Robin se retourna vivement vers sa cadette mais Elizabeth l'avait soudainement enlacé. Robin était telle que Zoro leur en avait parlé, telle qu'ils se l'étaient toujours imaginés : forte. Incroyablement et terriblement forte. Et Elizabeth avait appris une chose : les personnes fortes tiennent longtemps. Lorsqu'elles cèdent, tout craque avec elles. Seulement, elle était fière de la rencontrer enfin. Nico Robin ne la décevait pas. Elle était incroyable et perspicace. Elizabeth venait aussi de le comprendre : elle devait se méfier de ce qu'elle dirait en sa présence.
─ ─ ─ XVI ─ ─ ─
Ce n'était pas la première fois que Zoro se trouvait dans cette maison. Il la connaissait et il s'était aventuré dehors pour se rendre dans les sources se trouvant à coté afin de pouvoir se nettoyer et se soigner loin des regards curieux. Il savait que Pom l'avait scruté et s'était inquiété. Il ne pourrait pas lui mentir si ce dernier venait en face de lui. Fort heureusement, Elizabeth devait lui parler de ses inquiétudes pendant que Nami et Usopp cherchaient une solution. Zoro le savait : Elizabeth savait ce qui lui était arrivé et elle tiendrait Pom écarté de cette révélation.
Il en avait donc profité pour s'éloigner. Le sang glissait dans l'eau. Il nettoya à l'aide du savon sa peau comme il le pouvait, ne sachant pas comment s'y prendre. Il commença par ses cheveux, le haut de son corps avant de descendre sur son torse couvert de marques. Ce connard avait voulu marqué chaque emplacement de sa cicatrice. Descendre vers son intimidité fut un calvaire et il s'en détourna pour laver ses cuisses avant d'y retourner.
Il jeta une boule blanche sur le sol d'où sortait des pinces de crabes et une queue de serpent. Zoro l'envoya valser à plusieurs mètres de lui. L'animal disparu dans un nuage de fumée.
─ Zoro …
Il sursauta, fixant Nami devant lui qui avait regardé l'animal disparaître avec inquiétude. Zoro se crispa. Ce n'était pas possible. Elle avait le chic pour apparaître quand il ne le fallait pas. Elle observa ce qu'elle voyait de ce corps immergé, se rapprochant alors qu'il se mettait sur la défensive.

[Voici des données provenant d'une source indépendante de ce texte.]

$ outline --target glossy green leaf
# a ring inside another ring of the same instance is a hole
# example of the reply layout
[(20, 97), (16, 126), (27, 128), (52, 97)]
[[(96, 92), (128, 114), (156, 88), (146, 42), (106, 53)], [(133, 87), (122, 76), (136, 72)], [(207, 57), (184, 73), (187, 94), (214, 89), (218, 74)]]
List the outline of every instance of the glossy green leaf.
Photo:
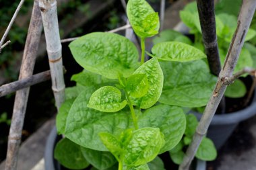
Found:
[(148, 81), (145, 74), (135, 74), (128, 77), (126, 91), (131, 97), (139, 98), (148, 91)]
[(164, 163), (159, 157), (149, 162), (148, 165), (150, 170), (165, 170)]
[(139, 166), (152, 161), (164, 144), (159, 128), (143, 128), (133, 133), (124, 152), (124, 163), (128, 166)]
[(245, 85), (242, 81), (236, 79), (232, 84), (227, 87), (225, 96), (231, 98), (242, 97), (246, 94), (246, 92)]
[(193, 136), (195, 132), (195, 129), (198, 125), (197, 117), (193, 114), (187, 114), (186, 116), (187, 126), (185, 134), (188, 136)]
[(66, 99), (61, 104), (56, 116), (56, 128), (58, 134), (64, 134), (66, 126), (67, 117), (75, 99)]
[(88, 108), (94, 91), (86, 90), (75, 99), (67, 118), (65, 136), (84, 147), (108, 151), (98, 134), (106, 132), (120, 135), (124, 130), (132, 127), (133, 123), (127, 113), (106, 114)]
[(185, 156), (185, 153), (183, 151), (179, 151), (175, 153), (170, 153), (170, 159), (175, 163), (180, 165)]
[(139, 126), (159, 128), (166, 143), (160, 153), (169, 151), (181, 140), (186, 128), (186, 118), (179, 107), (158, 105), (147, 110), (139, 118)]
[(106, 79), (85, 69), (77, 74), (72, 75), (71, 80), (75, 81), (79, 85), (86, 87), (113, 81), (113, 80)]
[(84, 89), (86, 88), (82, 85), (67, 87), (65, 89), (65, 97), (66, 99), (75, 99)]
[(63, 138), (57, 144), (54, 157), (62, 165), (71, 169), (82, 169), (90, 165), (84, 157), (80, 146), (67, 138)]
[(206, 161), (214, 161), (217, 157), (217, 151), (214, 142), (207, 138), (203, 138), (195, 154), (195, 157)]
[(100, 87), (92, 93), (87, 107), (104, 112), (115, 112), (125, 107), (120, 90), (113, 86)]
[(118, 73), (128, 77), (138, 66), (136, 47), (118, 34), (91, 33), (72, 42), (69, 48), (82, 67), (108, 79), (117, 79)]
[(140, 38), (154, 36), (160, 27), (158, 13), (145, 0), (129, 0), (127, 13), (134, 32)]
[(100, 140), (108, 150), (114, 155), (117, 160), (123, 154), (123, 150), (117, 138), (110, 133), (101, 132), (99, 134)]
[(170, 153), (176, 153), (182, 151), (184, 146), (183, 141), (181, 140), (180, 142), (171, 150), (169, 151)]
[(238, 16), (242, 0), (221, 0), (216, 4), (216, 13), (226, 13)]
[(170, 61), (191, 61), (206, 58), (197, 48), (178, 42), (165, 42), (154, 45), (152, 53), (158, 59)]
[(144, 164), (142, 165), (139, 165), (137, 167), (127, 167), (127, 166), (124, 166), (123, 170), (151, 170), (148, 167), (147, 164)]
[(99, 170), (105, 170), (117, 163), (117, 159), (109, 152), (102, 152), (81, 147), (81, 151), (87, 161)]
[(156, 58), (152, 58), (139, 67), (133, 73), (145, 74), (148, 81), (147, 94), (140, 98), (132, 98), (133, 105), (147, 109), (154, 105), (158, 100), (163, 85), (164, 76)]
[(205, 105), (217, 78), (201, 60), (193, 62), (161, 62), (164, 82), (159, 101), (182, 107)]
[(249, 51), (253, 61), (253, 67), (256, 69), (256, 47), (248, 42), (245, 43), (244, 47)]
[[(220, 62), (222, 62), (222, 65), (223, 65), (225, 61), (226, 58), (226, 54), (224, 53), (222, 55), (220, 55)], [(241, 52), (239, 56), (238, 60), (237, 62), (237, 64), (236, 65), (236, 67), (234, 70), (234, 73), (241, 71), (245, 67), (252, 67), (253, 64), (253, 60), (251, 58), (250, 52), (245, 48), (242, 48)], [(244, 77), (247, 76), (246, 74), (243, 75)]]
[(164, 30), (153, 39), (154, 44), (169, 41), (181, 42), (189, 45), (192, 44), (192, 42), (189, 38), (172, 30)]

Elle devait s'excuser. Evidemment qu'elle le devait. Nami le savait, elle devait arrêter de penser à son passé, à Luffy et à l'image qu'elle avait du second. Elle devait accepter Zoro tel qu'il était sinon, elle le perdrait. Il en était hors de question ! Toutes ses années à les rechercher avec Sanji. Elle ne pouvait pas trahir sa promesse pour rien. Oui, elle préférait l'imaginer mort car l'espoir de le retrouver en vie l'aurait détruite si ça n'avait pas été le cas.